There was concern for the residents of Wivenhoe this morning when it emerged that a migrant has washed up on the salt marshes of neighbouring hovel Brightlingsea. Described by locals as looking “a bit foreign” and “stinking of fish”, the bedraggled woman is understood to be one of those boat people that’s escaping a viscious regime from some faraway third-world backwater like Scotch or Whales-land.
Local fisherman Backwards Ken discovered the exhausted redhead this morning when he went to have his bi-annual poo in the sea and explained to viewers of Tomorrow’s World: “She were in a right proper state and tired and that and she just keep on humming some song about being under the sea or summit. I’d like her for my wife...”

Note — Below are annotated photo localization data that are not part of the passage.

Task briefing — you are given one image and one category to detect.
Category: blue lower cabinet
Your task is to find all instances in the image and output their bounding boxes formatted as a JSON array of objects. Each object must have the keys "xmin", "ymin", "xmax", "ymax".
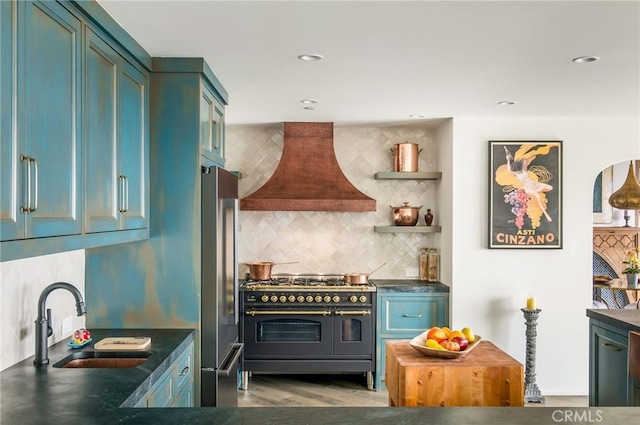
[
  {"xmin": 589, "ymin": 322, "xmax": 631, "ymax": 406},
  {"xmin": 375, "ymin": 290, "xmax": 449, "ymax": 390},
  {"xmin": 134, "ymin": 342, "xmax": 194, "ymax": 408}
]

Despite traditionally having a deep-routed suspicion of outsiders, this isn’t the first time that the simple folk of Brightlingsea have experienced foreign bodies turning up on their shores. During the Napoleonic wars, a monkey famously washed up on the beach and was promptly made mayor by terrified locals.
It is understood that the fate of the young woman is being put to a public vote.
Text YES to 08700 if you want her to stay and be made into Backwards Ken’s wife or NO to 08700 if you’d prefer her to be handed over to the UKIP heathens of Clacton.
Texts are charged at £8.70 and all profits will be put towards the put a wall round Brightlingsea to keep the foreigns out campaign (PAWRBTKTFO).